Monday, January 7, 2013

Prison

                The hospital room is like a prison cell, it has four wall. Entering the room you see two hospital beds same size same blanket same everything. The walls are white. And the floor is a dirty cream color. There are two Flat screen TVs on the wall counter of the beds. Moving towards the back of the hospital room on the lot is another sink. Facing forward is a window facing train track. Turning left you enter the bath room just a toilet and a shower.                                                                                      

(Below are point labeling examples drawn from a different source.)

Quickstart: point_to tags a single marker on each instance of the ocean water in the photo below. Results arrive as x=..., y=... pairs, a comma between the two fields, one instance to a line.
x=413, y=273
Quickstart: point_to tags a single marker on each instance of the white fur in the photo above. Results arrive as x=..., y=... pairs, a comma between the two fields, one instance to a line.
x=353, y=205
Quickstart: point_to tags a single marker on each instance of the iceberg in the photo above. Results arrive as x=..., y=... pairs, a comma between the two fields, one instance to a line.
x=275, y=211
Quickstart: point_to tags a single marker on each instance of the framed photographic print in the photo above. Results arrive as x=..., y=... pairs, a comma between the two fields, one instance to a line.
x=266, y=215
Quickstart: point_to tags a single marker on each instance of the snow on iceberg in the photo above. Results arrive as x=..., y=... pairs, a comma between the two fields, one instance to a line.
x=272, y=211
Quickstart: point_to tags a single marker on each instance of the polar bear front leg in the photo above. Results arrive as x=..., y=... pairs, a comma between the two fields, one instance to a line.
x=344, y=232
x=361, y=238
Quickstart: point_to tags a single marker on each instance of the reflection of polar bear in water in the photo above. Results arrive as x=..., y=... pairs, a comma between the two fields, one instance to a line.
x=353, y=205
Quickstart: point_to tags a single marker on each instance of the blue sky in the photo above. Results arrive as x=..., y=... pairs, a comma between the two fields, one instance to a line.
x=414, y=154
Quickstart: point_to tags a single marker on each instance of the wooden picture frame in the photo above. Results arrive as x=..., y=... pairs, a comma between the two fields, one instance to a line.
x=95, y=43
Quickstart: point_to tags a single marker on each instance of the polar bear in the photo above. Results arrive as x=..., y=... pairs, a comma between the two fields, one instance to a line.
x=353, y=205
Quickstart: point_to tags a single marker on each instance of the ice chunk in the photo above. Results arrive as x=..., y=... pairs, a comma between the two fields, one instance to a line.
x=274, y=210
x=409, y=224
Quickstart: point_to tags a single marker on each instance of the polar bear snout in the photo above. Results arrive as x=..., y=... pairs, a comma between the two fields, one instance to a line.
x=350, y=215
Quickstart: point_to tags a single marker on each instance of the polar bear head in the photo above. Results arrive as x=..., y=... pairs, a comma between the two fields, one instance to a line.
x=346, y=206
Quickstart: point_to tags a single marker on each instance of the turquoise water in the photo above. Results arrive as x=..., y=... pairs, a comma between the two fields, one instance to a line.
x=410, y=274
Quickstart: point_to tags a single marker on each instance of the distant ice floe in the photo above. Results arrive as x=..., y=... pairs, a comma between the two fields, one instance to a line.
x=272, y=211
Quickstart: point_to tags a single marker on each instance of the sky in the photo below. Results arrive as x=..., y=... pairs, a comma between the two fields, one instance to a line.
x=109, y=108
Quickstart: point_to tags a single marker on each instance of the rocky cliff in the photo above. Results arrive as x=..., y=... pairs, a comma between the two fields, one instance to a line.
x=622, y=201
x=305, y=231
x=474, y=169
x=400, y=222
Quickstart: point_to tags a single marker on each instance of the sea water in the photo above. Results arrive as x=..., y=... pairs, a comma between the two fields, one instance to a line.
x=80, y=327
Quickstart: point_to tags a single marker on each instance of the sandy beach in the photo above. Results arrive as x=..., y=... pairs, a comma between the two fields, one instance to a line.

                For the stay we mostly tried to keep our sprits high, and fighting boredom with everything I knew how. My father and I connected the PS3 with a lot of luck and bubble gum. So, I played a few games. Without any Internet connection first person shooters are the best way to become even more bored. Then the visitors, not the type that you like, the ones that you don't know who they are because they're your parents colleagues. And nobody knows what to say. One big awkward moment. For the next few days I had to find many different ways to stay entertained. Most of them lasted for an hour or so. Then my tailbone pain would become too much and I would fall asleep on the Morphine.